Par rapport aux banques privées, les coopératives d’épargne et de crédit ne gèlent pas le crédit, modèrent la hausse de leurs taux d’intérêt et sont généralement plus stables en raison de leurs pratiques en matière de prêt. Les banques coopératives sont restées fidèles à la mission originelle du système bancaire et à l’économie réelle. Cela a renforcé leur résistance dans la tourmente économique mondiale.
Comment pouvons-nous assurer la promotion des coopératives ?
Simel Esim : Pour réussir à promouvoir les coopératives, il faut une politique de développement des coopératives consistante, claire, réaliste, qui s’inscrive dans la durée et se conforme aux priorités nationales. Cette politique doit reconnaître l’importance économique et sociale des coopératives, leur autonomie et leur identité propre.

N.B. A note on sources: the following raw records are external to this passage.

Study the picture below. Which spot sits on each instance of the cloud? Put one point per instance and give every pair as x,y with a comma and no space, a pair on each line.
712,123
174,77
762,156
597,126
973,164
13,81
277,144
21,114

Les responsables politiques doivent garantir des conditions de concurrence loyale entre les institutions bancaires détenues par les clients et les banques détenues par des investisseurs, et doivent veiller à ce que les nouvelles réglementations bancaires ne désavantagent pas le secteur. Ils doivent aussi faire en sorte que les lois et pratiques administratives actuelles (procédures d’enregistrement, politiques de taxation, normes comptables, etc.) n’entravent pas le développement ni la croissance des coopératives.
Sans crédit coopératif, il sera encore plus difficile de conserver ou de créer les emplois dont nous avons besoin et de garantir que les établissements restent à flot.